The Coming Elections

The Right’s Sleight of Hand

by PAT WILLIAMS

Too often in politics when the going gets tough, the tough head for the door.

That’s what faces George W. Bush in this election year as Republican incumbents, particularly those in the U.S. Senate and House, scurry away from his failing presidency. South Dakota’s Republican U.S. Senator John Thune, currently campaigning for a leadership position within his party’s hierarchy, has this advice for his colleagues "distance yourselves from the President." That piece of political strategy is not new to candidates of either party. In the mid- 1990s some Democratic candidates temporarily distanced themselves from President Bill Clinton and Republicans in the early 70s deserted Richard Nixon.

This year, however, the political abandonment means something very different. The current political shelter-seeking has much more to do with protecting failed policy than it does dissing an unpopular president. From raging deficits at home to the political wreckage in the Middle East, the ruins of bad federal policy of the Far Right ideologues litters the landscape.

In poll after poll, Americans, including Rocky Mountain westerners, seem on the verge of punishing those Republicans for their failed policies. The arch conservative members of the U.S. House and Senate, who have either written or rubber stamped new laws that have moved American policy farther to the right of center than anyone can remember, are now hoping beyond rational hope that the voters will assign all blame to George W. Bush and little or none to the missteps of right wing policy.

The president, already an apparent lame duck in the middle of his second term, is seen as expendable. The public widely discounts his competence with a whopping 67% of people, in the latest Associated Press poll, believing that "the United States is heading in the wrong direction."

This reign of error is not due to the policies of moderate conservatives. This is not your father’s Republican Party; it is not the party of Nixon, Rockefeller or Gerald Ford. Rather this is the party of the ideologues: Gingrich, Army, Delay, the Cato Institute and the Heritage Foundation. It is not the party of George H.W. Bush, but rather the party of Jerry Falwell, Pat Robertson and George W. Bush. Their extreme policy initiatives include privatizing Social Security, selling the public’s land, trickle-down tax cuts at the expense of middle income people, exporting Democracy through gun barrels, a hands-off energy policy, and denial of global warming. Those on the Far Right have had full sway in both the Executive and Legislative branches of the federal government. For decades they have been longing to experiment with their policies and now they have "unimpeded" and the wreckage of their wrong-headed ideas threatens America’s and the world’s future.
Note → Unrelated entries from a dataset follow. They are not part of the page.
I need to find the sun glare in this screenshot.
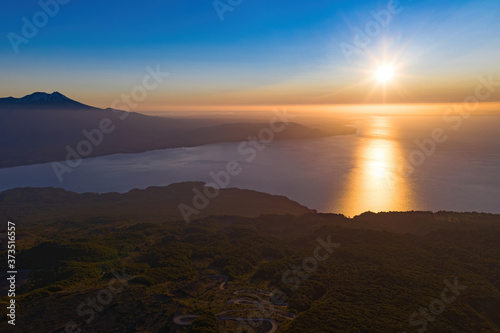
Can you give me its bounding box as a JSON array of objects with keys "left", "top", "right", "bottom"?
[{"left": 375, "top": 65, "right": 394, "bottom": 83}]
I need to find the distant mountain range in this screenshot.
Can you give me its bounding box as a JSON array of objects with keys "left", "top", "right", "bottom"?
[
  {"left": 0, "top": 91, "right": 99, "bottom": 110},
  {"left": 0, "top": 92, "right": 355, "bottom": 168}
]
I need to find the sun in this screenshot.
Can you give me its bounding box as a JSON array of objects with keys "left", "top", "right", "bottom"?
[{"left": 375, "top": 65, "right": 394, "bottom": 83}]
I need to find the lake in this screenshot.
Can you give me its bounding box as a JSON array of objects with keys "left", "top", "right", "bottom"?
[{"left": 0, "top": 116, "right": 500, "bottom": 216}]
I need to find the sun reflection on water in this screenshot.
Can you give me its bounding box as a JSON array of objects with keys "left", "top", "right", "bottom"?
[{"left": 332, "top": 117, "right": 414, "bottom": 216}]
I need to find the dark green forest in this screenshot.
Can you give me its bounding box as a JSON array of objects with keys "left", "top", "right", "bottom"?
[{"left": 0, "top": 185, "right": 500, "bottom": 333}]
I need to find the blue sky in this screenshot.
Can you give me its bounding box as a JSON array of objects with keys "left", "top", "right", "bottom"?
[{"left": 0, "top": 0, "right": 500, "bottom": 110}]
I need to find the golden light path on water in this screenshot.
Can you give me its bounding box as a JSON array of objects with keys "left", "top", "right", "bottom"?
[{"left": 337, "top": 117, "right": 415, "bottom": 216}]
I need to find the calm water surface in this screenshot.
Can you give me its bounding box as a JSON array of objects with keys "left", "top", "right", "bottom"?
[{"left": 0, "top": 116, "right": 500, "bottom": 216}]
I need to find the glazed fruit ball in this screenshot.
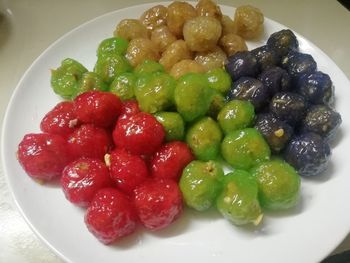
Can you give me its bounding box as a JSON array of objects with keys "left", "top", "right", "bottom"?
[
  {"left": 254, "top": 113, "right": 294, "bottom": 153},
  {"left": 85, "top": 188, "right": 138, "bottom": 245},
  {"left": 252, "top": 159, "right": 300, "bottom": 210},
  {"left": 216, "top": 170, "right": 263, "bottom": 225},
  {"left": 179, "top": 161, "right": 224, "bottom": 211},
  {"left": 133, "top": 179, "right": 182, "bottom": 231},
  {"left": 51, "top": 58, "right": 88, "bottom": 99},
  {"left": 60, "top": 158, "right": 112, "bottom": 207},
  {"left": 183, "top": 16, "right": 222, "bottom": 51},
  {"left": 74, "top": 91, "right": 122, "bottom": 128},
  {"left": 134, "top": 72, "right": 176, "bottom": 113},
  {"left": 217, "top": 100, "right": 255, "bottom": 134},
  {"left": 221, "top": 128, "right": 271, "bottom": 170},
  {"left": 113, "top": 112, "right": 165, "bottom": 155},
  {"left": 284, "top": 132, "right": 331, "bottom": 176},
  {"left": 17, "top": 133, "right": 71, "bottom": 181},
  {"left": 150, "top": 141, "right": 194, "bottom": 181},
  {"left": 186, "top": 117, "right": 222, "bottom": 161},
  {"left": 154, "top": 111, "right": 185, "bottom": 142}
]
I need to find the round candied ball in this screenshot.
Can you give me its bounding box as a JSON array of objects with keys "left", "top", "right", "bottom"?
[
  {"left": 140, "top": 5, "right": 168, "bottom": 31},
  {"left": 258, "top": 67, "right": 292, "bottom": 96},
  {"left": 183, "top": 16, "right": 221, "bottom": 51},
  {"left": 227, "top": 77, "right": 270, "bottom": 111},
  {"left": 113, "top": 19, "right": 148, "bottom": 40},
  {"left": 234, "top": 5, "right": 264, "bottom": 39},
  {"left": 267, "top": 29, "right": 299, "bottom": 56},
  {"left": 301, "top": 105, "right": 342, "bottom": 139},
  {"left": 297, "top": 71, "right": 334, "bottom": 105},
  {"left": 254, "top": 113, "right": 293, "bottom": 153},
  {"left": 284, "top": 132, "right": 331, "bottom": 176},
  {"left": 269, "top": 92, "right": 308, "bottom": 127},
  {"left": 125, "top": 38, "right": 160, "bottom": 67},
  {"left": 225, "top": 51, "right": 259, "bottom": 81}
]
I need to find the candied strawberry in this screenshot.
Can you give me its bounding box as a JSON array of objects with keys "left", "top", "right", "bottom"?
[
  {"left": 40, "top": 101, "right": 78, "bottom": 136},
  {"left": 17, "top": 133, "right": 70, "bottom": 181},
  {"left": 150, "top": 141, "right": 194, "bottom": 181},
  {"left": 61, "top": 158, "right": 112, "bottom": 207},
  {"left": 113, "top": 112, "right": 165, "bottom": 155},
  {"left": 85, "top": 188, "right": 137, "bottom": 245},
  {"left": 68, "top": 124, "right": 112, "bottom": 160},
  {"left": 134, "top": 179, "right": 182, "bottom": 230},
  {"left": 109, "top": 149, "right": 148, "bottom": 194},
  {"left": 74, "top": 90, "right": 122, "bottom": 127}
]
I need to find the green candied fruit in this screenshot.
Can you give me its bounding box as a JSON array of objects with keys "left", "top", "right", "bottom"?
[
  {"left": 51, "top": 58, "right": 88, "bottom": 99},
  {"left": 97, "top": 37, "right": 129, "bottom": 57},
  {"left": 221, "top": 128, "right": 271, "bottom": 170},
  {"left": 217, "top": 100, "right": 255, "bottom": 134},
  {"left": 174, "top": 73, "right": 213, "bottom": 122},
  {"left": 179, "top": 161, "right": 224, "bottom": 211},
  {"left": 216, "top": 170, "right": 263, "bottom": 225},
  {"left": 109, "top": 72, "right": 136, "bottom": 100},
  {"left": 134, "top": 72, "right": 176, "bottom": 113},
  {"left": 205, "top": 68, "right": 232, "bottom": 94},
  {"left": 134, "top": 59, "right": 164, "bottom": 74},
  {"left": 252, "top": 159, "right": 300, "bottom": 210},
  {"left": 186, "top": 117, "right": 223, "bottom": 161},
  {"left": 94, "top": 54, "right": 132, "bottom": 84},
  {"left": 154, "top": 111, "right": 185, "bottom": 142}
]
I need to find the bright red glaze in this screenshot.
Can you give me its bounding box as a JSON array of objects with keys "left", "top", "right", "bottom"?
[
  {"left": 68, "top": 124, "right": 112, "bottom": 160},
  {"left": 40, "top": 101, "right": 78, "bottom": 136},
  {"left": 17, "top": 133, "right": 71, "bottom": 181},
  {"left": 109, "top": 149, "right": 148, "bottom": 194},
  {"left": 85, "top": 188, "right": 137, "bottom": 245},
  {"left": 150, "top": 141, "right": 195, "bottom": 181},
  {"left": 134, "top": 179, "right": 182, "bottom": 230},
  {"left": 61, "top": 158, "right": 112, "bottom": 207},
  {"left": 113, "top": 112, "right": 165, "bottom": 155},
  {"left": 74, "top": 90, "right": 122, "bottom": 127}
]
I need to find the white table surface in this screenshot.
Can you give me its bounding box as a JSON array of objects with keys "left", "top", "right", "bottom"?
[{"left": 0, "top": 0, "right": 350, "bottom": 263}]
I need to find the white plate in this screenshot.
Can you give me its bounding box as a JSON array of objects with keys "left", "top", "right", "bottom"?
[{"left": 2, "top": 3, "right": 350, "bottom": 263}]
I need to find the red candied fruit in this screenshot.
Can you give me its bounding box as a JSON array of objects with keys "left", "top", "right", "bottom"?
[
  {"left": 85, "top": 188, "right": 137, "bottom": 245},
  {"left": 40, "top": 101, "right": 78, "bottom": 136},
  {"left": 68, "top": 124, "right": 112, "bottom": 160},
  {"left": 134, "top": 179, "right": 182, "bottom": 230},
  {"left": 74, "top": 90, "right": 122, "bottom": 127},
  {"left": 113, "top": 112, "right": 165, "bottom": 155},
  {"left": 61, "top": 158, "right": 112, "bottom": 207},
  {"left": 17, "top": 133, "right": 71, "bottom": 181},
  {"left": 150, "top": 141, "right": 194, "bottom": 181},
  {"left": 109, "top": 149, "right": 148, "bottom": 194}
]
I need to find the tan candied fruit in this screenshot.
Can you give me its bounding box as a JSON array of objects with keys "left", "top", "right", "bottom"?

Those in charge and responsible for the current mess are more than eager to write off their historic policy blunders as nothing more than the incompetence of one man–George W. Bush. The Far Right is counting on the inattention of the American people to pull off their political slight of hand.

PAT WILLIAMS served nine terms as a U.S. Representative from Montana. After his retirement, he returned to Montana and is teaching at The University of Montana where he also serves as a Senior Fellow at the Center for the Rocky Mountain West.